In December 2012, the exuberant video “Gangnam Style” became the first YouTube clip to be viewed more than one billion times. Thousands of its viewers responded by creating and posting their own variations of the video—“Mitt Romney Style,” “NASA Johnson Style,” “Egyptian Style,” and many others. “Gangnam Style” (and its attendant parodies, imitations, and derivations) is one of the most famous examples of an Internet meme: a piece of digital content that spreads quickly around the web in various iterations and becomes a shared cultural experience. In this book, Limor Shifman investigates Internet memes and what they tell us about digital culture.


The Book by Amaranth Borsuk

Staff pick by David Olsen, Publicist

What is the book in a digital age? Is it a physical object containing pages encased in covers? Is it a portable device that gives us access to entire libraries? The codex, the book as bound paper sheets, emerged around 150 CE. It was preceded by clay tablets and papyrus scrolls. Are those books? In this volume, Amaranth Borsuk considers the history of the book, the future of the book, and the idea of the book. Tracing the interrelationship of form and content in the book’s development, she bridges book history, book arts, and electronic literature to expand our definition of an object we thought we knew intimately.


Metadata by Jeffrey Pomerantz

Staff pick by Corinne Gould, Manager of Advertising and Promotions: “This book helped me conceptualize how metadata can represent the complexity of an object (a book or a journal) in a simpler, more discoverable and distinguishable form, but more than that, Pomerantz’s accessible guide energized and empowered me to see the creative and analytical skills I could bring to a press.”

When “metadata” became breaking news, appearing in stories about surveillance by the National Security Agency, many members of the public encountered this once-obscure term from information science for the first time.
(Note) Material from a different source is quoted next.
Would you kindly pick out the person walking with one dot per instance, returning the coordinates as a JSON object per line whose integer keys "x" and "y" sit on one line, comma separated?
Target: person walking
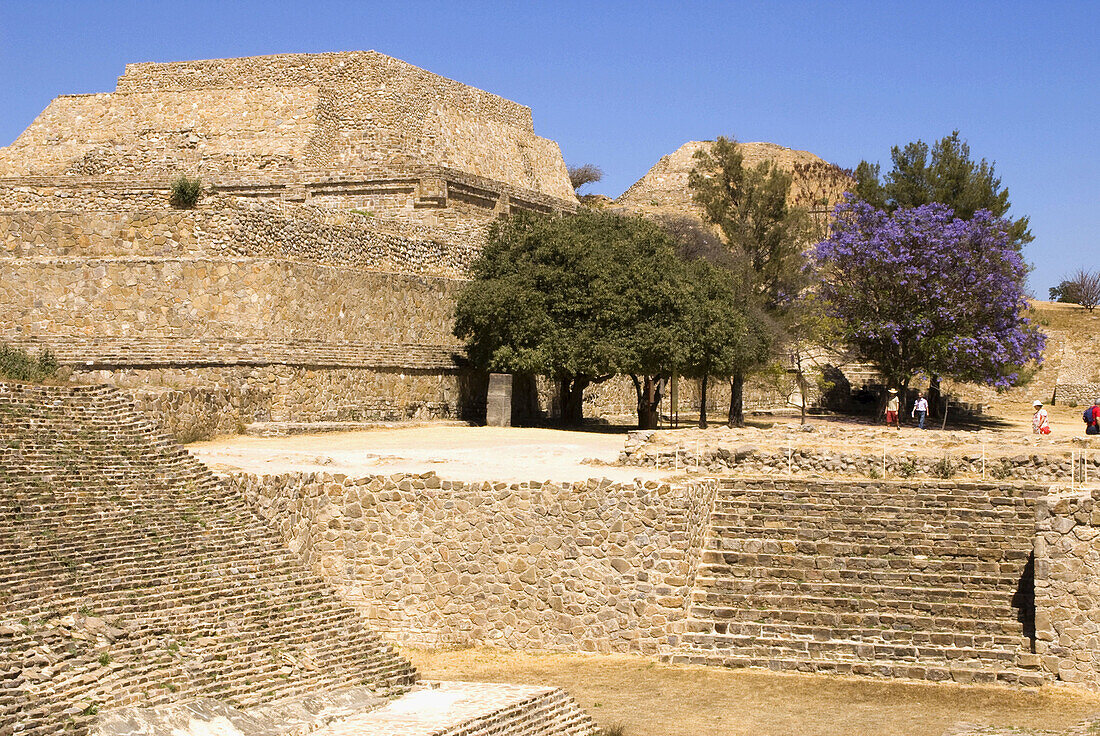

Should people be reassured that the NSA was “only” collecting metadata about phone calls—information about the caller, the recipient, the time, the duration, the location—and not recordings of the conversations themselves? Or does phone call metadata reveal more than it seems? In this book, Jeffrey Pomerantz offers an accessible and concise introduction to metadata.


Nihilism by Nolen Gertz

Staff pick by Nicholas DiSabatino, Manager of Global Publicity and Author Relations

When someone is labeled a nihilist, it’s not usually meant as a compliment. Most of us associate nihilism with destructiveness and violence. Nihilism means, literally, “an ideology of nothing. “ Is nihilism, then, believing in nothing? Or is it the belief that life is nothing? Or the belief that the beliefs we have amount to nothing? If we can learn to recognize the many varieties of nihilism, Nolen Gertz writes, then we can learn to distinguish what is meaningful from what is meaningless. In this addition to the MIT Press Essential Knowledge series, Gertz traces the history of nihilism in Western philosophy from Socrates through Hannah Arendt and Jean-Paul Sartre.